Rather than using pressure, he said, the international community should cooperate with the military to expedite the process of repatriating the Rohingya to Myanmar.
“If they do so, it would be very effective [for the repatriation process],” he said, because only the military has the ability to convince the refugees that it is safe to return.
He is not the only one calling for international engagement. In its recent report on China’s role in Myanmar’s internal conflicts, the United States Institute of Peace recommends that
Washington consider ways to both apply pressure and appropriately engage the Myanmar military in a way that empowers democratic institutions in Myanmar, moves toward resolution of the Rakhine crisis, and continues the progress of reform inside the country.
Yangon-based political analyst U Maung Maung Soe said the international community, including the UN, should focus more on pressing issues like repatriation, rather than taking action against military leaders.
“What they are doing now is sort of inflaming the military’s anger. The more they are getting pissed off, the more difficult repatriation will be,” he said.
And the military leadership is showing signs of displeasure. Snr-Gen. Min Aung Hlaing last week rejected Hunt’s request for a meeting and would not even allow his deputies to receive the minister. This was a break from the military leader’s previous approach of painstakingly explaining the Tatmadaw’s view of the Rohingya issue to nearly every international dignitary he met, insisting that his troops had followed normal rules of engagement in Rakhine. Presumably, he sees the U.K. as one of the countries lobbying for his referral to the ICC. Later that week, the armed forces chief warned against foreign interference, saying, “As countries set different standards and norms, any country, organization and group has no right to interfere in and make decision[s] over [the] sovereignty of a country.” It was his first public comment on the issue since the UN fact-finding mission released its report calling for the prosecution of Myanmar’s military leadership at the ICC.
U Maung Maung Soe expressed concern that the scenario could force the military to cling even more firmly to power—dimming hopes of its exit from politics.
“Even with the power they have now, they are being referred to the ICC. They fear they would be more vulnerable if they have no power,” he explained.
For Lintner, the most likely scenario is that Myanmar will remain under military rule for the foreseeable future.
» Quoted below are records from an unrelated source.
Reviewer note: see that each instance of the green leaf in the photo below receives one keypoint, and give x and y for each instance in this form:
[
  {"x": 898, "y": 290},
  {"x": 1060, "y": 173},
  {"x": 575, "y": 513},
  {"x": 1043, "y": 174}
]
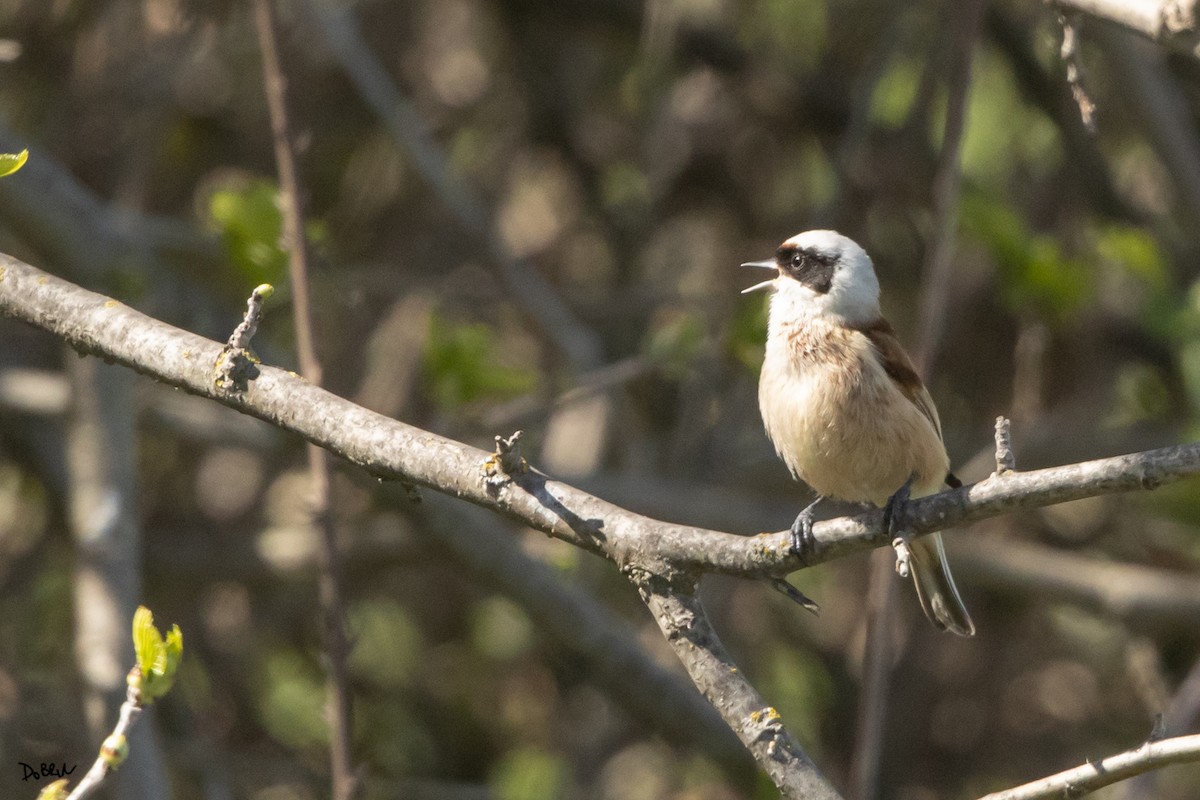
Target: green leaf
[
  {"x": 157, "y": 657},
  {"x": 461, "y": 365},
  {"x": 55, "y": 791},
  {"x": 11, "y": 162},
  {"x": 147, "y": 639},
  {"x": 249, "y": 218}
]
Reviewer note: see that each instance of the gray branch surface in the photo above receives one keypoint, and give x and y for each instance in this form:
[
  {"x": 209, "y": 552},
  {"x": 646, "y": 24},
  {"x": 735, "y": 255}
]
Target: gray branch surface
[
  {"x": 1168, "y": 22},
  {"x": 1093, "y": 775},
  {"x": 660, "y": 557},
  {"x": 99, "y": 325}
]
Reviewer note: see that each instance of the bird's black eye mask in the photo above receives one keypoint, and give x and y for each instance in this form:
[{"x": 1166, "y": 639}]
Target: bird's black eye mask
[{"x": 814, "y": 269}]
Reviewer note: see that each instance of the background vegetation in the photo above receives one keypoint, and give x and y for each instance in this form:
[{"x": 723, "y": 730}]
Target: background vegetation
[{"x": 631, "y": 155}]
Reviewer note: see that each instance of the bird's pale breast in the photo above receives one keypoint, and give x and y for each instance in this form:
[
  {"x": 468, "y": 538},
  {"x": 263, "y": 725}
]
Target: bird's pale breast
[{"x": 839, "y": 421}]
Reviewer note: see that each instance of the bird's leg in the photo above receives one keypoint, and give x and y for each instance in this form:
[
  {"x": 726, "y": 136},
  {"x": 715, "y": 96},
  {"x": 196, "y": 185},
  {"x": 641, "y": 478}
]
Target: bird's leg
[
  {"x": 894, "y": 523},
  {"x": 804, "y": 545}
]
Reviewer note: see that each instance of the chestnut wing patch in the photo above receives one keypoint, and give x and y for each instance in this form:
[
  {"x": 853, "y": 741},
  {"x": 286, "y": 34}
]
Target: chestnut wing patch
[{"x": 899, "y": 367}]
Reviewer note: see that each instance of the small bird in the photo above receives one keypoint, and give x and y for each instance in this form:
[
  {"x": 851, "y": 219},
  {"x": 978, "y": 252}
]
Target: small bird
[{"x": 844, "y": 405}]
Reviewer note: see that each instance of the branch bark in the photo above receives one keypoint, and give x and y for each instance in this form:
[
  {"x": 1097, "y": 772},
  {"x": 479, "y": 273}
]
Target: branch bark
[
  {"x": 1095, "y": 775},
  {"x": 391, "y": 450},
  {"x": 1170, "y": 22},
  {"x": 649, "y": 551}
]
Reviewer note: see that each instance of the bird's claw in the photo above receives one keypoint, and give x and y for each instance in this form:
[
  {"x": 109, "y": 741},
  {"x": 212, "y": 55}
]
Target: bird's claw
[
  {"x": 894, "y": 523},
  {"x": 804, "y": 543}
]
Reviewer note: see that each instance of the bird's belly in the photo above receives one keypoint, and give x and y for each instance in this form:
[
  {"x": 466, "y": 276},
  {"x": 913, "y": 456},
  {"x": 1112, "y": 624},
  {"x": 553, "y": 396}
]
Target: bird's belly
[{"x": 850, "y": 437}]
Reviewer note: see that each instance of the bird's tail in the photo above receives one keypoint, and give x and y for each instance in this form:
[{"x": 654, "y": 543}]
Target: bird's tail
[{"x": 935, "y": 587}]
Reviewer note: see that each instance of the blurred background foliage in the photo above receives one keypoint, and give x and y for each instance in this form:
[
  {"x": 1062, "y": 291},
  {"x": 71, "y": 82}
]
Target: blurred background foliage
[{"x": 630, "y": 155}]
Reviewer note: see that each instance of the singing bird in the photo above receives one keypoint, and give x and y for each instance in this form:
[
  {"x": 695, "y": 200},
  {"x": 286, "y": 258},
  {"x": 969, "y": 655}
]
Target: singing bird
[{"x": 844, "y": 405}]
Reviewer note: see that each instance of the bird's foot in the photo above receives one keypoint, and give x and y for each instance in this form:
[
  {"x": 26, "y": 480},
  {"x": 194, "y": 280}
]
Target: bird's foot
[
  {"x": 894, "y": 523},
  {"x": 804, "y": 543}
]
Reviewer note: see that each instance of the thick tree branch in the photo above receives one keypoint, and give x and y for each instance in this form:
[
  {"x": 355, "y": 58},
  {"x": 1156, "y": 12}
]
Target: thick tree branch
[
  {"x": 685, "y": 625},
  {"x": 1168, "y": 22},
  {"x": 654, "y": 553},
  {"x": 1093, "y": 775},
  {"x": 99, "y": 325},
  {"x": 329, "y": 583}
]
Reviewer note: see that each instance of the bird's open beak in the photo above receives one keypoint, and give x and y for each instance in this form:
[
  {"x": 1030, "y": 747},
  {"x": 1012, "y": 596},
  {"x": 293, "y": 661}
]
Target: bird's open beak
[{"x": 769, "y": 264}]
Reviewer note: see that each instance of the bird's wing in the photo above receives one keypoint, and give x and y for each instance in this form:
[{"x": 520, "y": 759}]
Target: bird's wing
[{"x": 899, "y": 367}]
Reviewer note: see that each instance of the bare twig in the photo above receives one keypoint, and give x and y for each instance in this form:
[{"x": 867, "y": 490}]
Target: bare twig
[
  {"x": 95, "y": 324},
  {"x": 1105, "y": 771},
  {"x": 538, "y": 299},
  {"x": 345, "y": 781},
  {"x": 605, "y": 645},
  {"x": 685, "y": 625},
  {"x": 389, "y": 449},
  {"x": 1006, "y": 462},
  {"x": 1168, "y": 22},
  {"x": 131, "y": 709},
  {"x": 1069, "y": 55},
  {"x": 101, "y": 459}
]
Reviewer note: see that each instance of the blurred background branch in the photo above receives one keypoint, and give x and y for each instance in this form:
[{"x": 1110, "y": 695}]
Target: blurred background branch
[{"x": 629, "y": 155}]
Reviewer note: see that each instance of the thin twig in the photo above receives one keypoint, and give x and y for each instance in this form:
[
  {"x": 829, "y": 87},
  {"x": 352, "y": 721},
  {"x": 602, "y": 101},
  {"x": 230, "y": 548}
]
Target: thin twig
[
  {"x": 537, "y": 298},
  {"x": 1093, "y": 775},
  {"x": 1069, "y": 55},
  {"x": 1167, "y": 22},
  {"x": 97, "y": 325},
  {"x": 1006, "y": 462},
  {"x": 131, "y": 709},
  {"x": 389, "y": 449},
  {"x": 345, "y": 782},
  {"x": 679, "y": 614}
]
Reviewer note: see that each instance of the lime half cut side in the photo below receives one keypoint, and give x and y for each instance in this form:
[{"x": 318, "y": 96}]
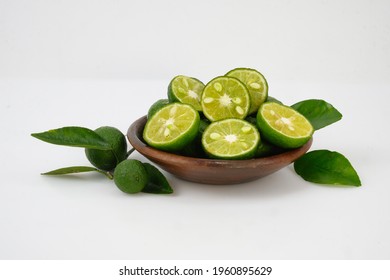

If change ever comes, he said, it will have to come from within the military.
But he said that’s not likely to happen any time soon, and even less so now while the military is under international pressure. Instead of giving up power, he added, the military will dig in, fortify its defenses even more vigorously and wait for the international criticism and condemnation to die down.
“That’s exactly what they did after the massacres of pro-democracy demonstrators in August and September 1988. And it worked then.”